Aurora examining how well anti-flood projects have worked
By Denise Crosby firstname.lastname@example.org April 22, 2013 6:24PM
The Fox river swells and overflows its banks at the South Broadway Park on Thursday, April 18, 2013. | Brian Powers~Sun Times Media
Updated: April 22, 2013 8:01PM
Last week I wrote about neighborhoods of nervous homeowners watching rain fall from the sky and their homes continue to take on water.
City officials were equally as anxious. They knew this was going to be a big one. They knew it was going to test millions of dollars worth of improvements that had been put in place since the devastating Flood of ’96.
Yes, they knew there were going to be problems. After all, no city in the country, especially those located in the sandy, gravel-filled soil of the Midwest, can guarantee dry basements when Mother Nature decides to kick things into high gear. But just how much flooding was the question.

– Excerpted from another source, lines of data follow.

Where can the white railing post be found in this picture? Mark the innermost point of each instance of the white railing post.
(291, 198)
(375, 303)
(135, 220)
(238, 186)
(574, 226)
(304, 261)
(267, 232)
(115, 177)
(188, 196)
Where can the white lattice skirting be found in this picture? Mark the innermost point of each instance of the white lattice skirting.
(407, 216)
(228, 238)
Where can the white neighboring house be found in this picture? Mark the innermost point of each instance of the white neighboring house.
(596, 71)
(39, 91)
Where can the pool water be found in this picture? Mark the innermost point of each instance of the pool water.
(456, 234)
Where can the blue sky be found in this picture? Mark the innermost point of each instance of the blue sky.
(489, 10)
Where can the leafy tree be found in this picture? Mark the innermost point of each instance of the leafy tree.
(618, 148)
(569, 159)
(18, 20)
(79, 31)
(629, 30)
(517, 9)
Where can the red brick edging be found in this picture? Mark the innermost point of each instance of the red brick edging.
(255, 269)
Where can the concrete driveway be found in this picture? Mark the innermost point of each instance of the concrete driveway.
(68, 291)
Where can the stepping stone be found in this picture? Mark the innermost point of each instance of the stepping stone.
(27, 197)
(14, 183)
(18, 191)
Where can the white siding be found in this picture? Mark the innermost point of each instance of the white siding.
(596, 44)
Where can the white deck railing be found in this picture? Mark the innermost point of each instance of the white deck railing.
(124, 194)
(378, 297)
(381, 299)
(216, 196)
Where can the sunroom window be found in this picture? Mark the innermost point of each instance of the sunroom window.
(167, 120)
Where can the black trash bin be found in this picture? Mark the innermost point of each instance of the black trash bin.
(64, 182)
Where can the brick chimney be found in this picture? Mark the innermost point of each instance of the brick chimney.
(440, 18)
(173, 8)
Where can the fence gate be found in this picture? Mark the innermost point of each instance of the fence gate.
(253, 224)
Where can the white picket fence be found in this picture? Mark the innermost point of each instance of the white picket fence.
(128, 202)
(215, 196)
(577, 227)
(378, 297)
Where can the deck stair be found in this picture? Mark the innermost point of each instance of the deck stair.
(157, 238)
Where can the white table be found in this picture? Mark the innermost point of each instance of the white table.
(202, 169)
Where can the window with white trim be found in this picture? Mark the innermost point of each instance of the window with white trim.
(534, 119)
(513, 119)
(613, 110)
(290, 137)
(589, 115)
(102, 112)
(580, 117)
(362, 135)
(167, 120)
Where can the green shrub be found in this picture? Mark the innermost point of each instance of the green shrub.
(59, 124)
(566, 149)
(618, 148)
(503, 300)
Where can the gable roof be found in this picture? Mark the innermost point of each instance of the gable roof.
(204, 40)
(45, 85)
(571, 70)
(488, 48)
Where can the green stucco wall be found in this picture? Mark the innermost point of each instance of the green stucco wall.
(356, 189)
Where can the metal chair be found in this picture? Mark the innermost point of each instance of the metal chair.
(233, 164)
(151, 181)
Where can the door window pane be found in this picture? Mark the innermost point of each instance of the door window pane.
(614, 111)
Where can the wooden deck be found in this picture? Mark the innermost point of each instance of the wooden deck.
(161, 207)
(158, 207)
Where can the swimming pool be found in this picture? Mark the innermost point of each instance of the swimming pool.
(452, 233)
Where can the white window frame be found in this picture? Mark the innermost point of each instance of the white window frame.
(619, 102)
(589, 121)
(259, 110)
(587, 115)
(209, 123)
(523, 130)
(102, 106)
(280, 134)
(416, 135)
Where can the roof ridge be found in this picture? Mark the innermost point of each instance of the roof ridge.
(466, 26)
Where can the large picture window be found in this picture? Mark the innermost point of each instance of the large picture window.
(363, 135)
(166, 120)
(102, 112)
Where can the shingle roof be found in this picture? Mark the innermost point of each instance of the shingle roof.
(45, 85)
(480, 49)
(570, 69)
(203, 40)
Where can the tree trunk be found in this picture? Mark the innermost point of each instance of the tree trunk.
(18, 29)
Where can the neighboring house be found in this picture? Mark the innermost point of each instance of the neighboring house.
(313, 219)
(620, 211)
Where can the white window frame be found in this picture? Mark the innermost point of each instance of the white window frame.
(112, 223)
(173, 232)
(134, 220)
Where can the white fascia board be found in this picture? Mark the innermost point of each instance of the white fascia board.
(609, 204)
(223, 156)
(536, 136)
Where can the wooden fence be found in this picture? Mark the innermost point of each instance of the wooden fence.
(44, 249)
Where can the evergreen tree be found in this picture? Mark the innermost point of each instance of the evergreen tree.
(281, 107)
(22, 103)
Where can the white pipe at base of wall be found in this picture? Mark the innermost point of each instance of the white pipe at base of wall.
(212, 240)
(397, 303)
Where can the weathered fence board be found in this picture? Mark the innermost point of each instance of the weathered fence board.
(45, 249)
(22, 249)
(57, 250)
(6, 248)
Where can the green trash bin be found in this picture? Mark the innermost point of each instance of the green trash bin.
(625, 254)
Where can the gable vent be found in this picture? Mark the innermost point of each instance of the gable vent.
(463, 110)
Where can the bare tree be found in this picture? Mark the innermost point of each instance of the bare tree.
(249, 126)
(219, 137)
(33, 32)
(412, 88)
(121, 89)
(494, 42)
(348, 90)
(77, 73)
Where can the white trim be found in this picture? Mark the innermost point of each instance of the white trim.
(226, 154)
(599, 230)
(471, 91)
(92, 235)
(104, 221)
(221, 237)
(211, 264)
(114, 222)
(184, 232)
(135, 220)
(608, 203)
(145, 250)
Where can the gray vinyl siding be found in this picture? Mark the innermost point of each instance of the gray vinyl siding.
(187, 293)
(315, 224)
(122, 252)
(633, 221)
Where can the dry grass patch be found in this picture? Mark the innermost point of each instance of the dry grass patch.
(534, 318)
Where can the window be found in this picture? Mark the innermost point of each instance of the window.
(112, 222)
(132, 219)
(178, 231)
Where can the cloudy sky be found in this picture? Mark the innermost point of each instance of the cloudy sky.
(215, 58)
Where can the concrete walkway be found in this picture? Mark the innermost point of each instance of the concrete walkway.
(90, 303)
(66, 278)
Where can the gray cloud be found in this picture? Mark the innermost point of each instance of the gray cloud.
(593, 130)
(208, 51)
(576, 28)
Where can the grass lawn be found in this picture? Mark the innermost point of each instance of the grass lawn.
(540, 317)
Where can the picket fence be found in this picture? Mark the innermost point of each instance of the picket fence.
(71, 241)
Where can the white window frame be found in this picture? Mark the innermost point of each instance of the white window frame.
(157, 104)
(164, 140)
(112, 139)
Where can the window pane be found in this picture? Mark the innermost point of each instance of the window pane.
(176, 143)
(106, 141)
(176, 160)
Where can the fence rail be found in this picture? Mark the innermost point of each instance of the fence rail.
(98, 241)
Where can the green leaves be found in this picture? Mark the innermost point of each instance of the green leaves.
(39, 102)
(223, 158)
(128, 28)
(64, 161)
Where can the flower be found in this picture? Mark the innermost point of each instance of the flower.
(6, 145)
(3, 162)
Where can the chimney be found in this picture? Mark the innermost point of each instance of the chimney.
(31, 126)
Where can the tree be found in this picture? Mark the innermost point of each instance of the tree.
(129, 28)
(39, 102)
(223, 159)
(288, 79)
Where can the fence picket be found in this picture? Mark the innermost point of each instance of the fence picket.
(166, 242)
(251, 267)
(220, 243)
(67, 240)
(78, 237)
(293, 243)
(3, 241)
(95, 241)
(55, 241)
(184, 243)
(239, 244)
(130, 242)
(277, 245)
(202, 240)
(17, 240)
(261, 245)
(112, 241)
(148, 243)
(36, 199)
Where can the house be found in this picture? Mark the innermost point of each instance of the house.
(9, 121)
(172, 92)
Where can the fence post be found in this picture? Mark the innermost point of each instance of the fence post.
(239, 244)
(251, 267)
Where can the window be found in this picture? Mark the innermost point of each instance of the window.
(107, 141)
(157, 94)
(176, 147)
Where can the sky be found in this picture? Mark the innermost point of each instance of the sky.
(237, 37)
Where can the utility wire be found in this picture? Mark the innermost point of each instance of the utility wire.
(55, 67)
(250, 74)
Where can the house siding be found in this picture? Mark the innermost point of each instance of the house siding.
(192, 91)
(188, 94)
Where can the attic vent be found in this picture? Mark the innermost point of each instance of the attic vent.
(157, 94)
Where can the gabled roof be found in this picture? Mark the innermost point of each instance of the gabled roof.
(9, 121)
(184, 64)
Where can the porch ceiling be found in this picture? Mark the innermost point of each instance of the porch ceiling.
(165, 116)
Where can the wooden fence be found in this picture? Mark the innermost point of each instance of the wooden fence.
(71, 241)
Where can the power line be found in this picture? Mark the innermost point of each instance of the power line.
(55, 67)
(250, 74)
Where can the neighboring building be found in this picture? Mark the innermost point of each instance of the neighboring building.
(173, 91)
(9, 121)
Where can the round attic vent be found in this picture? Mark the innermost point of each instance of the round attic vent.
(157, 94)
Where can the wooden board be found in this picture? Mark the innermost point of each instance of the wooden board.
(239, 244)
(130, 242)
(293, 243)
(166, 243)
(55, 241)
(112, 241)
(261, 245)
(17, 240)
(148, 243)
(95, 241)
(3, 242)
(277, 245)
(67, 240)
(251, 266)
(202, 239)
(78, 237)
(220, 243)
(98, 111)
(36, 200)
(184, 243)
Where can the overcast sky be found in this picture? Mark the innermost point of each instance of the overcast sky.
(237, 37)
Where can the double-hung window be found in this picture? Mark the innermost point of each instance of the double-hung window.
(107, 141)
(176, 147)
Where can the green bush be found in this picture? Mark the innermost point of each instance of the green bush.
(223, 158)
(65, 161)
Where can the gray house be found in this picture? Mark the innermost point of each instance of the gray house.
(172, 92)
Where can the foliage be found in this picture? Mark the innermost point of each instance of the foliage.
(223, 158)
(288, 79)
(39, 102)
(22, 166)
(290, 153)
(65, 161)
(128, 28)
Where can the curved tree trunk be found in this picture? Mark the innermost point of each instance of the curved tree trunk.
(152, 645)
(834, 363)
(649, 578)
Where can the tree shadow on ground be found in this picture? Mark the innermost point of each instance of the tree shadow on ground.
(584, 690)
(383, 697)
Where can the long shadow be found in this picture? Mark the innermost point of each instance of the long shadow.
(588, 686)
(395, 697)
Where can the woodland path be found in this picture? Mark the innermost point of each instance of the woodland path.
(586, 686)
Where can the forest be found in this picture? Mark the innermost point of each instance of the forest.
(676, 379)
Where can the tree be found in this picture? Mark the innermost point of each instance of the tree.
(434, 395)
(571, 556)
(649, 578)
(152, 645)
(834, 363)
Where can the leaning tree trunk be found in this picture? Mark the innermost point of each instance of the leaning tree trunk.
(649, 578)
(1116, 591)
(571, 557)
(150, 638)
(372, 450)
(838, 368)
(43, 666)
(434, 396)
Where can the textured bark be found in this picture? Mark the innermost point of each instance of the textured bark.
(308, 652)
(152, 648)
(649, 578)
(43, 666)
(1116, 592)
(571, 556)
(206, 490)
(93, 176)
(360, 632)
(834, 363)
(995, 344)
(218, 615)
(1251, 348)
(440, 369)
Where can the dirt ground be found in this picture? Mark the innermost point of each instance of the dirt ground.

And what kind was an even bigger one.
As it turns out, there are three types of flooding, with two falling almost entirely on the shoulders of homeowners; and the city sweating out the third.
According to Aurora’s Chief Engineer Ken Schroth, the only way to battle the first kind — when ground water comes up so high there’s no place for it to go — is by investing in multiple well-functioning sump pumps and generators to keep it out of your basement. The second type has to do with sanitary services. When water is trying to find its way into the sewer, it doesn’t take much for it to get overwhelmed, said Schroth. And the only way to guard against such problems is to install a backflow prevention system. There are a couple of cheaper types, an automatic and a manual style, that will work if the stars are all aligned. There’s also a much more reliable protective backup device that converts homes to overhead plumbing. While it’s considerably more expensive, the city has a rebate program that reimburses residents for as much as $5,000 to encourage residents to install this more effective system.
Back in the ’90s, people were taking advantage of the program, noted Schroth, but few are doing so now, and he strongly encouraged residents to call (630-256-INFO) to find out more about this rebate opportunity.
Then there’s the third type — overland flooding — which had the city most worried last week because it’s the most devastating (think water pouring in through your window wells), but it’s also the type officials can most control.
Since the Flood of ’96, Aurora has spent millions of dollars buying up property and creating detention ponds that has taken vulnerable areas such as Cherry Hill on the far West Side mostly out of the floodplain. A culvert improvement grant along Illinois Avenue just upstream from Orchard Lake took another 50 homes in Greenfield Village subdivision out of the floodplain. And over the last couple of decades, the city has spent $100 million on a sewer separation project, with another $40 million still to go.
Still, officials readily admitted they were on pins and needles as the rain continued to fall. After all, even all these improvements “were designed to that 8-inch (rain) mark,” noted Schroth. When you start exceeding that number, no matter how much money was spent, things are going to start getting interesting.
City spokesman Dan Ferrelli said there were about 168 calls about flooding problems that came in from all over Aurora, with reasons as varied as sump pumps not working to power outages to sanitary issues.
While Aurora Chief of Staff Carie Anne Ergo said “we are pleased with the progress,” she also noted “there’s still improvements that can be made.”
Which is why, added Schroth, his department was out collecting data to help determine what is working and what needs to be done. That’s also why residents are asked to call City Hall (630-256-INFO) to report any and all flooding issues.
“We’re going to keep working at it,” Ergo said, adding that she understands the frustrations of residents. “If you let us know what happened, it can help the city plan better.”